大正11年に建った四日市西駅舎内の様子が「旧四日市を語る 第1集」に書かれていました。岡野繁松先生お許しください。
昭和7年(樹林社刊 四日市の今昔より)
西駅は省線(国有鉄道明治40年)の関西線になってから、大正11年に四ッ谷町に開設された。外壁は白亜、屋根がスレートぶきの西駅舎は、東駅の古びた駅舎に比べるとスマートであった。駅舎は東駅と同じ北向きで前には広場があった。駅舎の右(西)には売店と便所があり、左には欧風を思わせる桟の多い電話ボックスがあった(入口の左に街路灯と電話ボックスがみられる)。駅舎の中に入ると両側は待合室になっていて天井にはプロペラ型の扇風機が吊るしてあり、木製の長椅子がいくつかあった。右側には切符売り場、左には小荷物受け渡しの窓口があり、大きな秤が置いてあった。正面が改札口で、右に折れると参宮急行(電車)、左には関西線(汽車)の乗り場へとつながっていた。汽車に乗るには左へ階段を登り陸橋を渡ってプラットホームへ降りた(東口からも陸橋へ上がれた)。陸橋を渡るとき汽車の煙がもくもくと上がってきて咽たりした。そのうえ、汽笛が真下で鳴って驚かされた。
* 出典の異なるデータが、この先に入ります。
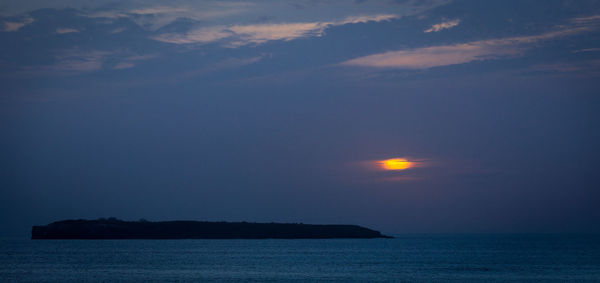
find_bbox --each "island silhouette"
[31,220,392,240]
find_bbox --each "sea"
[0,234,600,282]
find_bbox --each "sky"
[0,0,600,237]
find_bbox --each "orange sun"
[377,158,415,170]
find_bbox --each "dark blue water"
[0,235,600,282]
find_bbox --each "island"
[31,218,392,240]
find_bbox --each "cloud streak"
[153,14,397,47]
[340,17,600,69]
[423,19,460,33]
[56,28,79,34]
[2,18,34,32]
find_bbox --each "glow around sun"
[377,158,415,171]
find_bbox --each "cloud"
[340,17,600,69]
[81,1,253,30]
[50,50,112,72]
[113,53,158,69]
[153,14,397,47]
[423,19,460,33]
[152,26,233,44]
[3,18,34,32]
[56,28,79,34]
[36,49,158,74]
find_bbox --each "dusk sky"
[0,0,600,235]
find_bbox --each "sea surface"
[0,235,600,282]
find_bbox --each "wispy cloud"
[81,1,253,30]
[2,18,34,32]
[56,28,79,34]
[153,14,397,47]
[152,26,233,44]
[50,50,112,72]
[113,53,158,69]
[423,19,460,33]
[341,17,600,69]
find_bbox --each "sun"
[377,158,415,171]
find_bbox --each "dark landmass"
[31,218,392,239]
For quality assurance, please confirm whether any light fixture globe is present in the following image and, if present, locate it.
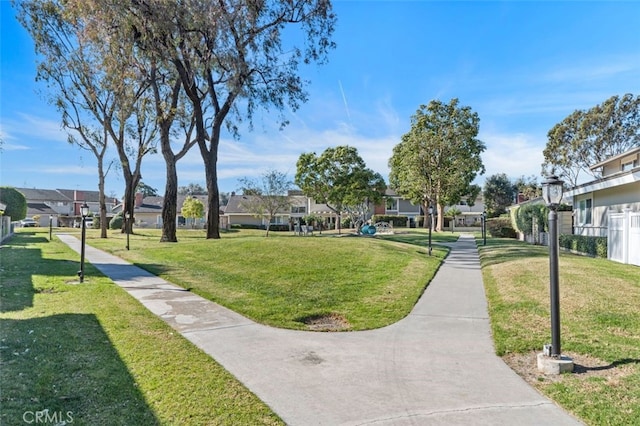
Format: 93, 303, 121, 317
80, 201, 89, 217
542, 175, 564, 206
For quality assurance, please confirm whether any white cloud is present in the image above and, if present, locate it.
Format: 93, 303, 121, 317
480, 133, 546, 180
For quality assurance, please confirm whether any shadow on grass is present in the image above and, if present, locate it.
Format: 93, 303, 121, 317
375, 232, 458, 247
573, 358, 640, 374
0, 314, 159, 425
0, 238, 90, 312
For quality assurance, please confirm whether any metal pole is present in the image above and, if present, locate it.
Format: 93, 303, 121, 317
482, 215, 487, 246
429, 213, 433, 256
549, 207, 562, 358
78, 216, 87, 283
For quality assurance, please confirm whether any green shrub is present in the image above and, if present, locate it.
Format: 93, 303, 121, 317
231, 223, 262, 229
0, 186, 27, 220
371, 214, 408, 228
110, 213, 123, 229
511, 204, 549, 234
487, 216, 517, 238
558, 234, 607, 259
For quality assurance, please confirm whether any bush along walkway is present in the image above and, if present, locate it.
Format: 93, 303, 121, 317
58, 235, 581, 425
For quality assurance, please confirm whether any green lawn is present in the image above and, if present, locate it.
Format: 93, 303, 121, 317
0, 230, 282, 425
480, 239, 640, 425
82, 226, 448, 330
0, 228, 451, 425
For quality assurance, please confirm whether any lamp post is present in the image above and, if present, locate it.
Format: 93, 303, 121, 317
124, 212, 131, 250
429, 206, 433, 256
78, 201, 89, 283
542, 175, 564, 358
482, 210, 487, 246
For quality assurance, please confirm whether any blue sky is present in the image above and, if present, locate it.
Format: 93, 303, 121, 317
0, 0, 640, 196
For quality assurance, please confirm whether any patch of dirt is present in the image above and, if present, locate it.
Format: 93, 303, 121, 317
502, 351, 640, 387
301, 313, 351, 331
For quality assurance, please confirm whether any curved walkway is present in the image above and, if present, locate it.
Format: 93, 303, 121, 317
58, 234, 581, 426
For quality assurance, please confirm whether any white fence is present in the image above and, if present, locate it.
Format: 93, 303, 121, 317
607, 210, 640, 266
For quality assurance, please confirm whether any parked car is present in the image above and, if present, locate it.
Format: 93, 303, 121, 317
20, 218, 38, 228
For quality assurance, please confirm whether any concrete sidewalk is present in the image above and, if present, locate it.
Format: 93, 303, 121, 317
58, 234, 581, 426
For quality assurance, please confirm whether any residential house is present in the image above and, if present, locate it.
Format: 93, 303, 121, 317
373, 188, 424, 226
374, 189, 484, 226
444, 194, 484, 227
224, 191, 335, 229
114, 192, 227, 229
16, 188, 118, 227
565, 147, 640, 265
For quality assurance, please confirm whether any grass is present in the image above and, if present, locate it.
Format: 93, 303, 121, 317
480, 239, 640, 425
0, 230, 282, 425
0, 229, 450, 425
81, 230, 452, 330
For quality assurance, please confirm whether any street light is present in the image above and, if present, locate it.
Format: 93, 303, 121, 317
482, 210, 487, 246
78, 201, 89, 283
542, 175, 564, 358
124, 212, 131, 250
429, 206, 433, 256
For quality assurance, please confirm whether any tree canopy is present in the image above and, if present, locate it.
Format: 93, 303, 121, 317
181, 196, 204, 228
482, 173, 517, 217
0, 186, 27, 220
21, 0, 336, 241
295, 145, 386, 232
542, 93, 640, 186
389, 98, 486, 230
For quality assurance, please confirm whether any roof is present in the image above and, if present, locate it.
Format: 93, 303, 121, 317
27, 203, 59, 217
16, 188, 73, 203
132, 195, 208, 214
16, 188, 114, 203
564, 167, 640, 197
224, 195, 307, 215
589, 146, 640, 170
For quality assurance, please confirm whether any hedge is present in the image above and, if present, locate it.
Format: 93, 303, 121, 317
371, 214, 408, 228
487, 216, 517, 238
558, 234, 607, 259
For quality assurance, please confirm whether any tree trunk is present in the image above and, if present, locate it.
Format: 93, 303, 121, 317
160, 123, 178, 243
205, 148, 220, 239
204, 122, 222, 239
98, 158, 109, 238
160, 158, 178, 243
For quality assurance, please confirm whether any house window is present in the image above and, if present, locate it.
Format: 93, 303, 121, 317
578, 198, 592, 225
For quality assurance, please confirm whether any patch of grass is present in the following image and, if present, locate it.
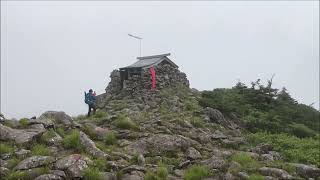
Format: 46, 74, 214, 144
184, 165, 211, 180
248, 174, 265, 180
290, 123, 316, 138
231, 153, 261, 173
7, 157, 20, 169
19, 118, 30, 128
31, 144, 51, 156
162, 157, 182, 167
144, 165, 169, 180
104, 132, 117, 145
63, 130, 82, 150
247, 133, 320, 167
5, 171, 32, 180
190, 117, 204, 128
40, 129, 56, 143
83, 168, 103, 180
93, 158, 110, 171
0, 141, 14, 154
89, 111, 108, 119
266, 161, 296, 174
115, 114, 138, 130
130, 154, 139, 164
82, 124, 98, 140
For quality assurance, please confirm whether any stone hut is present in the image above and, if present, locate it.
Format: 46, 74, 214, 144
105, 53, 189, 97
出口専用の改札口が駅舎の東側にあり、ホームから陸橋を渡って階段を下りると、この改札口に出た。待合室の東寄りに腰掛けて窓から見ていると降客がよく分かった。迎えに行ったときなどは此処で待った。改札口は汽車、電車ともに共通であった。電車に乗るときには、線路が複線になっていたのでどうしても一方の線路を渡らなくてはならなかった。駅員が転轍している様子がよく見えたし、阿瀬知川の南側(昌栄町)にあった操車場で機関車の向きを変えているのを飽きずに眺めていたことを思い出す。(東駅は関西堀を背に北向きに建っていた)
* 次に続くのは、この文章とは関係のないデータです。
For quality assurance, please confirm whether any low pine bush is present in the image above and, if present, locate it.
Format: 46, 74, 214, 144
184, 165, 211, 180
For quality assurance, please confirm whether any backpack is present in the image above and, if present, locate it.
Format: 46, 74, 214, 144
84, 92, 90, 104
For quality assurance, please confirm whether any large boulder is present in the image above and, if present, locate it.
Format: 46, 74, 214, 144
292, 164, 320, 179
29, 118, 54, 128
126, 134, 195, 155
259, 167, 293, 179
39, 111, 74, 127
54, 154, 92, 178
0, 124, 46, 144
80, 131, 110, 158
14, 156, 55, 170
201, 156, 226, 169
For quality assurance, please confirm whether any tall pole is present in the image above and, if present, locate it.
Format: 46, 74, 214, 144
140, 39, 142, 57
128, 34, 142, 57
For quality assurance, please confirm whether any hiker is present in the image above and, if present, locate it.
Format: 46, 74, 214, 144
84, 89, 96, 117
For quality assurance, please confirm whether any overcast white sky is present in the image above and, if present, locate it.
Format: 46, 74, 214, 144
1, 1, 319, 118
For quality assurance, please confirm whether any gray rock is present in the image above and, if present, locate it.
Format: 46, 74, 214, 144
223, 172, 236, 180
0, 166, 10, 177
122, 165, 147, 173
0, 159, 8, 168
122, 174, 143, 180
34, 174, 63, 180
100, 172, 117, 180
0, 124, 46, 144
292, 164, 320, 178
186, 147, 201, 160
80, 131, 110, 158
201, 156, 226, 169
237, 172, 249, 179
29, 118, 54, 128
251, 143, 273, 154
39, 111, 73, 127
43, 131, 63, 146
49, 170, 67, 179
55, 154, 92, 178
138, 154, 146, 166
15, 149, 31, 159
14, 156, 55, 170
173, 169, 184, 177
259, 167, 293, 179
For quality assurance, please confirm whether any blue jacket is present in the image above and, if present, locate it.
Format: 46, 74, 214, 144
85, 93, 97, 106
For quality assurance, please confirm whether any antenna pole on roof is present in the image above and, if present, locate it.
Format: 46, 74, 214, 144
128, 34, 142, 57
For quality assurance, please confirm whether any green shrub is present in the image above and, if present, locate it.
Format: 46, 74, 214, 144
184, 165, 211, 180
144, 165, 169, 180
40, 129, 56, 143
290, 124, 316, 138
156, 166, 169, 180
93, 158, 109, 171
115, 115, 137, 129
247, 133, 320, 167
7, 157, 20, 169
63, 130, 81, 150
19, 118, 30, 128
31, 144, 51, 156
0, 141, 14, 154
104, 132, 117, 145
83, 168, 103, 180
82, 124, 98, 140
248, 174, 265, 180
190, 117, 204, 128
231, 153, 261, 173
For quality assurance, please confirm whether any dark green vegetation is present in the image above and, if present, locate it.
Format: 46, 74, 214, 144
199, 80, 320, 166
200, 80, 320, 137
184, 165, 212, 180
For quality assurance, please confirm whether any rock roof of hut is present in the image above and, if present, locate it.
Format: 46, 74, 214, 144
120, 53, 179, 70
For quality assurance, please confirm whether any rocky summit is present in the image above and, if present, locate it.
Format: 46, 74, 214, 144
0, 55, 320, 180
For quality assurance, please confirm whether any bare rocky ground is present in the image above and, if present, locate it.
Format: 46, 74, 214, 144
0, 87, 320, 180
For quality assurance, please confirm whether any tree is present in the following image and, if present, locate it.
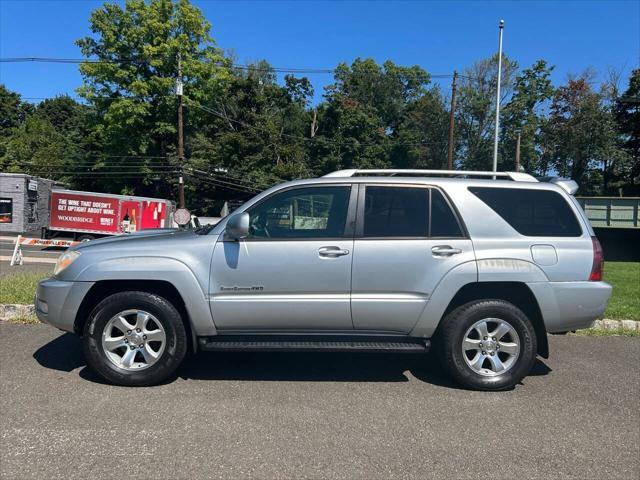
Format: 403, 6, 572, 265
614, 69, 640, 195
310, 58, 436, 174
456, 54, 518, 170
77, 0, 228, 196
5, 116, 76, 181
0, 84, 33, 160
501, 60, 554, 175
543, 72, 624, 194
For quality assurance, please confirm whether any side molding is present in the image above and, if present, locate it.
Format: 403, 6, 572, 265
409, 261, 478, 338
75, 257, 216, 336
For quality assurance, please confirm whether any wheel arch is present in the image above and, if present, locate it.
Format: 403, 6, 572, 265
73, 280, 197, 351
434, 282, 549, 358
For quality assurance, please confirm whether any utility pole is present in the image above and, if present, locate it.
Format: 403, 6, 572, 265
447, 70, 458, 170
176, 53, 185, 208
516, 132, 520, 172
493, 20, 504, 172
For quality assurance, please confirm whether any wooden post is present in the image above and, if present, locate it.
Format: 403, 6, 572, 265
516, 132, 520, 172
176, 53, 184, 208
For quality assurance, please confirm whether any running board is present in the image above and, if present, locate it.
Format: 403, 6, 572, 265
198, 335, 431, 353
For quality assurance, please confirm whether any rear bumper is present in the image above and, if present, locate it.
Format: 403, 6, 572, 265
34, 278, 93, 332
527, 282, 613, 333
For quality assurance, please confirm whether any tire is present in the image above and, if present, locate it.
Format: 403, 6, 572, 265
435, 300, 537, 390
82, 292, 188, 386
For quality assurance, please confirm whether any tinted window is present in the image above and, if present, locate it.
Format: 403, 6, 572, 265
429, 188, 464, 238
0, 198, 13, 223
364, 187, 429, 237
469, 187, 582, 237
249, 187, 351, 238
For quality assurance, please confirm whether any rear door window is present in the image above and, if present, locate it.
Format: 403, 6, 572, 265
362, 185, 464, 238
469, 187, 582, 237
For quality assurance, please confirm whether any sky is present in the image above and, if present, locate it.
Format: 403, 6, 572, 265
0, 0, 640, 102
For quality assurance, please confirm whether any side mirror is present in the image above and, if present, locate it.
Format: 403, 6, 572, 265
224, 212, 249, 240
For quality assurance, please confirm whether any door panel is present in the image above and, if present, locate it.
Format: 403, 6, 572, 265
351, 239, 474, 332
210, 184, 356, 331
351, 185, 475, 333
211, 240, 353, 330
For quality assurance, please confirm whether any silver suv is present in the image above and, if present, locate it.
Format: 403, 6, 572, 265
35, 170, 611, 390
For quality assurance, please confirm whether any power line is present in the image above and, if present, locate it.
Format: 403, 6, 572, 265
0, 57, 464, 78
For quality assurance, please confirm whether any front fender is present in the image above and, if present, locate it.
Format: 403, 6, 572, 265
409, 261, 478, 338
75, 256, 216, 336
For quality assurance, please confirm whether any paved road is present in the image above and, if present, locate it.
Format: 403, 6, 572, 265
0, 324, 640, 479
0, 236, 57, 278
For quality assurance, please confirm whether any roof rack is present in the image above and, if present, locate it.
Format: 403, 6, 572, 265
325, 168, 538, 182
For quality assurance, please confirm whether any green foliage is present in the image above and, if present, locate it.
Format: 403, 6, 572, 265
456, 54, 518, 170
500, 60, 554, 175
0, 0, 640, 215
543, 73, 626, 195
613, 69, 640, 196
午起に夏季の間だけ臨時停車駅ができた。夜汽車の汽笛が当時は家(八幡町)にまでよく聞こえた。哀愁を帯びた音であった。おそらくは、そのころはさえぎる大きな建物が少なかったからではないだろうか。
午起海水浴場へはバスで行った。おふくろに手を引かれてバスを降りると正面に堤防がそびえたち、堤防を越えると海水浴場の世界が広がっていた。哀愁を帯びた音といえば、夜遅く聞こえたチャルメラの音が思い出される。布団の中で怖いもののように聞いた。